ErakiniNews | Mataram - Deru mesin-mesin woodchipper, hammer mill, sawmill hingga rotary dryer milik masyarakat di beberapa desa di kabupaten Lombok Barat, Lombok Tengah dan Lombok Utara terus bergemuruh. Mesin-mesin ini sedang mengolah kayu menjadi Biomassa berbentuk serpihan kayu (woodchip), bubuk kayu (sawdust) hingga wood pellet dan wood briket.
Masyarakat disana memproduksi biomassa (energi hijau), yaitu sumber energi baru terbarukan (EBT) untuk menggantikan energi fosil yang tidak ramah lingkungan.
Transisi energi terbarukan ini rawan gagal jika ekosistem penyangga seperti hutan dan sungai terus rusak. Pembangunan energi seharusnya meniru skema partisipatif lahan dan pemberdayaan masyarakat agar adil bagi warga dan lingkungan.
Ancaman Alih Fungsi dan Pencemaran
Iwan Balukea ketua Kelompok Masyarakat Biomassa Rinjani Tambora menjelaskan, Biomassa jenis ini sangat bergantung pada bahan baku (raw material) kayu. Tidak bisa mengharapkan dari limbah pertanian, hutan dan industri pengolahan kayu yang terbatas. Tujuan nasional Net Zero Emission (NZE) atau menghapus racun di udara pada tahun 2050 menggunakan Biomassa dapat tercapai secara berkelanjutan (sustain) apabila saat ini dilakukan mitigasi.

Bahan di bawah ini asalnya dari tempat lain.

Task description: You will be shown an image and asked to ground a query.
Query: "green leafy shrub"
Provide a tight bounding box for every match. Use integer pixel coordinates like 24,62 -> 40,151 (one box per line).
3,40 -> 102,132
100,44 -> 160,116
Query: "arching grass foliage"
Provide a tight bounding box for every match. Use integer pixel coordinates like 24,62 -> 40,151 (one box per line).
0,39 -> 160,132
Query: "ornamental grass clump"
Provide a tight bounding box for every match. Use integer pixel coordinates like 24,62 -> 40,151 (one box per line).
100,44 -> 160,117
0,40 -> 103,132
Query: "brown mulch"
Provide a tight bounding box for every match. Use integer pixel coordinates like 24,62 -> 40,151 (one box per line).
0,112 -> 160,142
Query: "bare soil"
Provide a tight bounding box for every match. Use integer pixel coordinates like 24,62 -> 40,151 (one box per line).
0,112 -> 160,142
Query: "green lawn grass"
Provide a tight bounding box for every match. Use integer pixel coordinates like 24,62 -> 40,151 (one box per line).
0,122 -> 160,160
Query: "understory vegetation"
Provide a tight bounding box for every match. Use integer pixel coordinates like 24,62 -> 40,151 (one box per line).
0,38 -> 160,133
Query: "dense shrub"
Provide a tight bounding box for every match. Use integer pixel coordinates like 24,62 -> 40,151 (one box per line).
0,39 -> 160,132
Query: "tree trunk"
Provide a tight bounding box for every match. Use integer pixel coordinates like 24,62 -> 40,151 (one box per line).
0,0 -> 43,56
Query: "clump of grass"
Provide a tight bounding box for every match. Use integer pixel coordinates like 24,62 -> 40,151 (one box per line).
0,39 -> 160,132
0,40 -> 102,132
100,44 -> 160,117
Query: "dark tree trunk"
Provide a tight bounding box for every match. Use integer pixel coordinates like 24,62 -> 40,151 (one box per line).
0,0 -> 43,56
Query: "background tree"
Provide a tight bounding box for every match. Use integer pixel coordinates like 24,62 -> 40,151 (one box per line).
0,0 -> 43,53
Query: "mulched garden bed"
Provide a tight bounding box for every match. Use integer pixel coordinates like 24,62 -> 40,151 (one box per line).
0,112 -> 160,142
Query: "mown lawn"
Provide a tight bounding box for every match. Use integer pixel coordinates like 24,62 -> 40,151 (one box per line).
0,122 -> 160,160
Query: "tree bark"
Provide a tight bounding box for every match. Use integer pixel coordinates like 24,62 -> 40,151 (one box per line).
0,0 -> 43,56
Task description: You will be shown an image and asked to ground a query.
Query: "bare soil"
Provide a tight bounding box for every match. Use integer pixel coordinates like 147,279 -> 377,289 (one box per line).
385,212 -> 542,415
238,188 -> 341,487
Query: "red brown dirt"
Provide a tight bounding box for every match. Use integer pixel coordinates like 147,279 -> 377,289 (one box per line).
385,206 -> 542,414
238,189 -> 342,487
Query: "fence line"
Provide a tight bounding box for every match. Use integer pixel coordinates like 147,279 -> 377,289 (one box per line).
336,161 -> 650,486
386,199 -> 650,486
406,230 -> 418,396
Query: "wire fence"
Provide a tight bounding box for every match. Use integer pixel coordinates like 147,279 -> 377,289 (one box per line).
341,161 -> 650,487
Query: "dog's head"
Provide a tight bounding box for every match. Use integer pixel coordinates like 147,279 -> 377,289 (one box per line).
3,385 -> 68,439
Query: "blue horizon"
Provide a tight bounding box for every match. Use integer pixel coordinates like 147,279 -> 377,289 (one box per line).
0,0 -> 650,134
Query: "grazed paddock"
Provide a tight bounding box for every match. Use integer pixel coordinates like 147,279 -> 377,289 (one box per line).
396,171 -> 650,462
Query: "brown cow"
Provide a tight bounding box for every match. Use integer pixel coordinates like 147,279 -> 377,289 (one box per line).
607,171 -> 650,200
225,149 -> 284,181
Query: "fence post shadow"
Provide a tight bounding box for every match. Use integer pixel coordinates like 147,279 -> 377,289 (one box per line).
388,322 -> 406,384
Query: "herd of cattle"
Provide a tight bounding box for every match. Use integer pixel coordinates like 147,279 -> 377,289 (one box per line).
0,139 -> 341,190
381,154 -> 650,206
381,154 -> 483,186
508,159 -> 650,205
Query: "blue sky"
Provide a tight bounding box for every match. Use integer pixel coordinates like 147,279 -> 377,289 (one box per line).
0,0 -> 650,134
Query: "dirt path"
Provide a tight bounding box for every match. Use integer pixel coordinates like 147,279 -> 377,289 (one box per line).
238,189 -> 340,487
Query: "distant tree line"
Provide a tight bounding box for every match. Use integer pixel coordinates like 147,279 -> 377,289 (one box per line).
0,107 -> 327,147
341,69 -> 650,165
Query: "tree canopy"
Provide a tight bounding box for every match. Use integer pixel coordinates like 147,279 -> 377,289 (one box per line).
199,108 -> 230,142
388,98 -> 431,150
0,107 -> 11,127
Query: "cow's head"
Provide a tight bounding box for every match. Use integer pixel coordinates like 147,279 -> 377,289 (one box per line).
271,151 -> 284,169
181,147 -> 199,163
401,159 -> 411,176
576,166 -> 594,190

Di satu sisi alih fungsi lahan menjadi ancaman serius, sepeti ancaman kekeringan, banjir, hingga krisis air bersih menghantui warga terutama di kota. Titik paling krusial ada di beberapa kawasan baik di pulau Lombok maupun di pulau sumbawa. Saat ini terjadi banyak sekali alih funsi lahan menjadi perladangan liar, berubah sesak oleh properti, vila, hotel, restoran, sampai bangunan komersil yang naik hingga di lereng-lereng curam.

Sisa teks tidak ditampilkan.